Sometimes I thought Eva was feeling too much with the TV sets and the glow-in-the-dark watches, but I’d been observing more and more and I wasn’t really sure.
The first thing Daddy said once he and Eva arrived in Tucson and I had shown him my new Stetson was that we all had to have an unrigid way of feeling and observing. Like before we used the cloudbuster, we always waited for a while, and looked at the sky to see what was there and what we felt. To use the cloudbuster you had to know how the sky felt and we got pretty good at it. Sometimes, on a day when we all felt bad, even if we were far apart, we found out later that there was an atomic bomb explosion or an EA attack.
The EA attacks and the atomic bomb explosions coincided with bad DOR, and we could tell because eery time the sky was ugly brownish grey and people felt bad and looked bad, we found out that there had been a bomb. The cloudbuster made the atmosphere and people feel better. Sort of like the accumulator only bigger. And we were the only people who knew about it.
Just as I put the last popsicle sticks into the tunnel, I heard a car and Daddy drove up. He parked in front of the house and walked over to where I was working.
‘Hi, Peeps,’ he said, ‘What are you doing? Did you have a good day?’
‘Yeah, I’m burying the yoyo like you said.’
‘Good. It’s very dangerous to have that around. You must be careful of toys like that. This happened before, don’t you remember?’
‘But I still don’t understand why I have to bury it,’ I said, putting the yoyo wrapped in banana skins all the way to the end of the gold mine tunnel.

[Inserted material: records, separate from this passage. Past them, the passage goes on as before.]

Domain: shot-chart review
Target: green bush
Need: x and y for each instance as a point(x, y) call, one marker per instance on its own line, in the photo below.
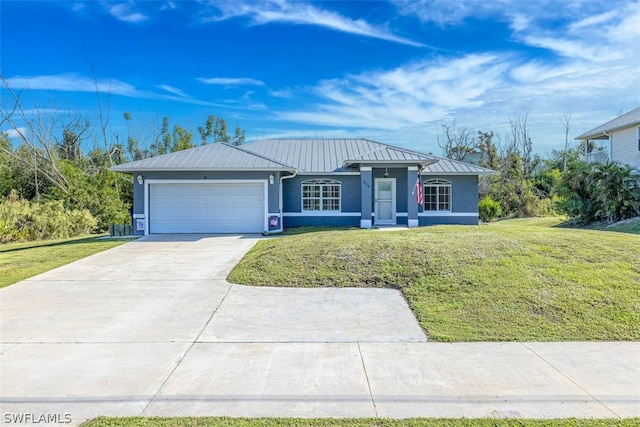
point(22, 220)
point(489, 209)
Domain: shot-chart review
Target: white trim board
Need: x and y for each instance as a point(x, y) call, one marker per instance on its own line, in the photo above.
point(446, 213)
point(320, 214)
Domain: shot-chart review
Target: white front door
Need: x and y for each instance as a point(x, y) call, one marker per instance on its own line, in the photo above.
point(385, 201)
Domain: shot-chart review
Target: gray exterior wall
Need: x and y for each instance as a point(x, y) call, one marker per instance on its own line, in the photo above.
point(464, 191)
point(355, 190)
point(464, 197)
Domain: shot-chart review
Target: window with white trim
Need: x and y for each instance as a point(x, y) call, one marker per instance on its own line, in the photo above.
point(321, 195)
point(437, 195)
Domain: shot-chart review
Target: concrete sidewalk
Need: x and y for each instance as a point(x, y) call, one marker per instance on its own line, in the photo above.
point(163, 334)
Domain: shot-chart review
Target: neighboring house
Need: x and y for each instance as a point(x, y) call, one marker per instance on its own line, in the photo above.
point(266, 185)
point(622, 138)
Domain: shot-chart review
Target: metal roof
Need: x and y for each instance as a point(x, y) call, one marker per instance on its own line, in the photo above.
point(205, 157)
point(629, 119)
point(303, 155)
point(336, 155)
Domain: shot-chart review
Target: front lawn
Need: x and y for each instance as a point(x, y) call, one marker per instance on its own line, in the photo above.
point(509, 281)
point(19, 261)
point(362, 422)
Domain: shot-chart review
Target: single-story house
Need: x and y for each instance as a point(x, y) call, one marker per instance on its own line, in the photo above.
point(266, 185)
point(621, 139)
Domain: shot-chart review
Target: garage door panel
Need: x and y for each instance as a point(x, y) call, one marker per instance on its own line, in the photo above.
point(206, 208)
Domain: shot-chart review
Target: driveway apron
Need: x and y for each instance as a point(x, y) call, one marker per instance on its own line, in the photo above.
point(153, 328)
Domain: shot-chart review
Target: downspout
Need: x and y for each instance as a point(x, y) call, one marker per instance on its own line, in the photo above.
point(280, 202)
point(610, 153)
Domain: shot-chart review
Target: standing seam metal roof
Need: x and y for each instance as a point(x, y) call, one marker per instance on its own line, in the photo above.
point(206, 157)
point(303, 155)
point(629, 119)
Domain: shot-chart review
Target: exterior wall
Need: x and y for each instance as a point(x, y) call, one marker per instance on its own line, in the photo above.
point(138, 190)
point(464, 202)
point(624, 147)
point(356, 189)
point(349, 214)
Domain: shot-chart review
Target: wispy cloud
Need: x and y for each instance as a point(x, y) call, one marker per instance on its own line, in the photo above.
point(72, 83)
point(300, 13)
point(228, 81)
point(15, 133)
point(407, 95)
point(173, 90)
point(124, 12)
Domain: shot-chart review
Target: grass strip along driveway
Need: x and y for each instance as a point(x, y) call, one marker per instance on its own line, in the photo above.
point(509, 281)
point(330, 422)
point(19, 261)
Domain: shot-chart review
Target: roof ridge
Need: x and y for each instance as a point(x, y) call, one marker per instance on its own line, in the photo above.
point(253, 153)
point(606, 124)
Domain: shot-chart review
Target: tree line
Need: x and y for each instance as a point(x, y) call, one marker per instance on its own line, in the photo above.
point(527, 185)
point(59, 163)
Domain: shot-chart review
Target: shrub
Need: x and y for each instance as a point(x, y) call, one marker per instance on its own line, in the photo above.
point(599, 193)
point(22, 220)
point(489, 209)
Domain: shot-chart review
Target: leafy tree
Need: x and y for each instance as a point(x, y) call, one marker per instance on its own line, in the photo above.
point(489, 209)
point(597, 192)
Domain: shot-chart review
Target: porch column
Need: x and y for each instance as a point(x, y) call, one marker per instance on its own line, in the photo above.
point(366, 183)
point(412, 205)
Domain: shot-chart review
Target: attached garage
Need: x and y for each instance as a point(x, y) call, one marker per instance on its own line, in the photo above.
point(207, 207)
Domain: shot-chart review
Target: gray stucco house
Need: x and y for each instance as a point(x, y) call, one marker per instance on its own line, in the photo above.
point(266, 185)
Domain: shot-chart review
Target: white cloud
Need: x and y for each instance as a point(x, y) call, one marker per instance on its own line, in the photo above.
point(73, 83)
point(173, 90)
point(77, 83)
point(594, 20)
point(238, 81)
point(16, 133)
point(282, 11)
point(123, 12)
point(405, 96)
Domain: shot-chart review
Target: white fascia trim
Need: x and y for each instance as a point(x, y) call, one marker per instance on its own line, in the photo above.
point(447, 213)
point(327, 173)
point(148, 182)
point(302, 214)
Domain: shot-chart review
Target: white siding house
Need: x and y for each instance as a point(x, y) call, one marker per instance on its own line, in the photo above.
point(622, 136)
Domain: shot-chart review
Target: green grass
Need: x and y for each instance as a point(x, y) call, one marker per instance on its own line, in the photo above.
point(509, 281)
point(19, 261)
point(362, 422)
point(627, 226)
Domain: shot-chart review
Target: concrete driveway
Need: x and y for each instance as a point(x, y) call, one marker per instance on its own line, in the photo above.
point(152, 328)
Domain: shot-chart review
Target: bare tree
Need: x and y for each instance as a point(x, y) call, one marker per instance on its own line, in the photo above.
point(458, 143)
point(36, 135)
point(520, 142)
point(566, 122)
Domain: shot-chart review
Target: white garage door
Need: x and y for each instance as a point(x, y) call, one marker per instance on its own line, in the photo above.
point(206, 208)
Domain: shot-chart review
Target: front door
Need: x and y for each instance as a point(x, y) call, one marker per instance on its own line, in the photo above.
point(385, 201)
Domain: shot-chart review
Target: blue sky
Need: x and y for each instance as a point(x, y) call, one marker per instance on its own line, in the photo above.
point(390, 71)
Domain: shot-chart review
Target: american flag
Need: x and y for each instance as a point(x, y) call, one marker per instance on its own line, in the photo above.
point(419, 196)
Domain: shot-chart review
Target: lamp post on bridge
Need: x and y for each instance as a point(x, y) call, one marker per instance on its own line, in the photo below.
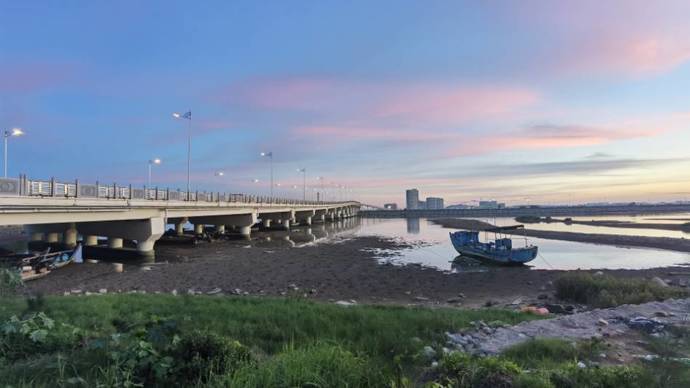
point(187, 116)
point(155, 161)
point(269, 155)
point(14, 132)
point(303, 170)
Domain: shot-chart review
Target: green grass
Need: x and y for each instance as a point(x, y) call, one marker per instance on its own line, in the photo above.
point(281, 334)
point(609, 291)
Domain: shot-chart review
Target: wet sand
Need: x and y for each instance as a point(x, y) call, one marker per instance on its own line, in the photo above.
point(341, 269)
point(667, 243)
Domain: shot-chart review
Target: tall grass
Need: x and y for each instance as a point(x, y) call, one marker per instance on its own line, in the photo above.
point(609, 291)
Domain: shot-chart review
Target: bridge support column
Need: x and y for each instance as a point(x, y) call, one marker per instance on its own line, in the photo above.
point(179, 227)
point(90, 240)
point(70, 236)
point(115, 242)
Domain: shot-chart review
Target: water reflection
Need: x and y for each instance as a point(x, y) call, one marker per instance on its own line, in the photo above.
point(437, 251)
point(412, 225)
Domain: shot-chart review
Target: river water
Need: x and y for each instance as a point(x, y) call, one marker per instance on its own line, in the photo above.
point(435, 250)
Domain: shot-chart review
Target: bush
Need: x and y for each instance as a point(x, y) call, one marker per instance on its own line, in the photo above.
point(459, 370)
point(199, 356)
point(321, 365)
point(548, 351)
point(609, 291)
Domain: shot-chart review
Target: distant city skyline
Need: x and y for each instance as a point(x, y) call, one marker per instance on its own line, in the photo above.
point(524, 102)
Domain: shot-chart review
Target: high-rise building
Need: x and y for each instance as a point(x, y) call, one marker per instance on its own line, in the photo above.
point(434, 203)
point(412, 199)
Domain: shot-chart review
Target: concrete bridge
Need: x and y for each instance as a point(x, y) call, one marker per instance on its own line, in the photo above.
point(57, 212)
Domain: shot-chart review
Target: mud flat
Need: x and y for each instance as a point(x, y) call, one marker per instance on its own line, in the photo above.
point(667, 243)
point(344, 269)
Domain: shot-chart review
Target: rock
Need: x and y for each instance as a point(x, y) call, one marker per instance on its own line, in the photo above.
point(556, 308)
point(214, 291)
point(429, 352)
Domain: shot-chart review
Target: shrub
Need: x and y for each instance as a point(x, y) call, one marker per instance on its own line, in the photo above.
point(459, 370)
point(549, 351)
point(199, 356)
point(609, 291)
point(321, 365)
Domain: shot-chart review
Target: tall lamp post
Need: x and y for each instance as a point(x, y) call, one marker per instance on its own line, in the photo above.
point(303, 170)
point(187, 116)
point(269, 155)
point(13, 132)
point(155, 161)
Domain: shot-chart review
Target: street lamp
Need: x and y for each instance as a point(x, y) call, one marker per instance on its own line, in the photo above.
point(187, 116)
point(269, 155)
point(155, 161)
point(303, 170)
point(13, 132)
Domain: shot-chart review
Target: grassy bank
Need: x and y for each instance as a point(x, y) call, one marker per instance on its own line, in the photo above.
point(162, 340)
point(136, 338)
point(609, 291)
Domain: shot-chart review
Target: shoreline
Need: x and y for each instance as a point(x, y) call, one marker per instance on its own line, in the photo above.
point(664, 243)
point(342, 270)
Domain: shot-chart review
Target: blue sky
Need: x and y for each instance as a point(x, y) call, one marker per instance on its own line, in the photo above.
point(520, 101)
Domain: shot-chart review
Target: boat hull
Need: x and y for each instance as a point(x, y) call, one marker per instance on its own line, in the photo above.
point(486, 252)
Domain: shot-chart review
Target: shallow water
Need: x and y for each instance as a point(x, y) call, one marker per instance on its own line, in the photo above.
point(553, 254)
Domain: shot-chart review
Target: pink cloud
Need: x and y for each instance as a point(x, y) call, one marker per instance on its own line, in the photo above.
point(454, 104)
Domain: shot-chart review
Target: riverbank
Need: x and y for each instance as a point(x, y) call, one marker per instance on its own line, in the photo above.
point(666, 243)
point(344, 269)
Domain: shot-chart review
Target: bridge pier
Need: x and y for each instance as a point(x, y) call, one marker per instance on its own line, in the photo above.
point(70, 236)
point(90, 240)
point(115, 242)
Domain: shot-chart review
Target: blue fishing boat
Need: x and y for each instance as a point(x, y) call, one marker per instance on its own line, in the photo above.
point(499, 251)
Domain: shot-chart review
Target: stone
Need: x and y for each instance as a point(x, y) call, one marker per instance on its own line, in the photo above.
point(214, 291)
point(429, 352)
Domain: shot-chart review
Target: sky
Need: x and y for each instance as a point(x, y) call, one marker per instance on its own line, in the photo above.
point(525, 102)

‘I have told you, Peeps, that the glow-in-the-dark paint has a negative charge. It is like fluorescent light. Do you know the glass bulb I have in my car?’ Taped to the back window of his car, Daddy had a small glass vaccum bulb with a little vane-like propeller in it. On one side the vanes were white and on the other side they were black. He said it was a miniature model of an Orgone motor. I nodded. ‘Well, you know that Orgone Energy makes the propeller turn around. DOR slows it down. That is why it turns faster on bright days and slower on bad days. But it won’t turn at all under fluorescent light or the kind of glow-in-the-dark light of your yoyo. Rather than giving off energy, it draws it away, absorbs it, from living things.’